Marina Silva diz que projeto fere de morte um dos principais instrumentos da proteção ambiental do país

VÍNCULO 1651 – A Câmara dos Deputados desmontou na madrugada desta quinta-feira (17) o principal instrumento de controle dos impactos ambientais de empreendimentos no país. Segundo o Observatório do Clima (OC), “a aprovação do Projeto de Lei 2.159/2021 é o maior retrocesso ambiental legislativo desde a ditadura militar (1964-1985)” e ocorre a menos de quatro meses da COP30, a conferência do Clima da ONU que será realizada em Belém.
Chancelado à 1h53 por 267 votos a 116, o projeto que fragiliza as regras do licenciamento ambiental havia sido aprovado em maio no Senado. “Os presidentes das duas Casas, Davi Alcolumbre e Hugo Motta, ignoraram todos os alertas de especialistas, da sociedade e da ciência”, reforça o OC, que divulgou no início de julho um manifesto assinado por 350 organizações contra o projeto.
Defendido por setores do agro e da indústria, o texto é apresentado como uma forma de trazer agilidade e padronização ao processo. Por outro lado, ambientalistas dizem que as mudanças inibem os controles regulatórios e reduzem a transparência.
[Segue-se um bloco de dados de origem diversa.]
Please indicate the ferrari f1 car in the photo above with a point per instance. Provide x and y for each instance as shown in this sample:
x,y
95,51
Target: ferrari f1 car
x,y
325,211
“Agora, o presidente Lula tem prazo de 15 dias úteis para vetar o projeto na íntegra, porque não há como salvar o texto com vetos pontuais. O licenciamento ambiental pode ser aperfeiçoado, mas isso deve ser feito com participação da sociedade e critérios técnicos e científicos. O PL 2.159 é a antítese da solução para o licenciamento”, ressalta o Observatório.
O OC lembra que foi o licenciamento ambiental que mudou a realidade de regiões como o município de Cubatão (SP), o “Vale da Morte” nas décadas de 1970 e 1980. “Em vez de aperfeiçoar as regras do licenciamento e a avaliação de impactos ambientais, o Congresso optou por consolidar a lei da não-licença e o autolicenciamento. Um apertar de botão, sem apresentação prévia de qualquer estudo ambiental, será o procedimento padrão que gerará a maior parte das licenças no país, na modalidade por Adesão e Compromisso. Já a chamada Licença Ambiental Especial, criada para facilitar grandes empreendimentos, é oficialmente guiada por interesses políticos. Terras indígenas não homologadas e territórios quilombolas não titulados serão ignorados nos processos, afastando-se direitos fundamentais assegurados pela Constituição. É uma tragédia para nossa política ambiental, um dia que lembraremos para sempre: a marca do descontrole ambiental no país”, afirma Suely Araújo, coordenadora de Políticas Públicas do Observatório do Clima.
Para Marcio Astrini, secretário executivo do OC, o texto aprovado expõe a capacidade de destruição do Congresso e coloca o governo federal sob escrutínio. “Tal como foi aprovado, o projeto de lei estimula o desmatamento e agrava a crise climática. O presidente Lula diz que o Brasil vai liderar a agenda ambiental pelo exemplo. O veto do PL 2.159, às vésperas da COP 30, é a oportunidade perfeita para transformar o discurso em prática. Esperamos que ele cumpra seus compromissos de campanha e rejeite esse texto absurdo aprovado pelo Congresso brasileiro.”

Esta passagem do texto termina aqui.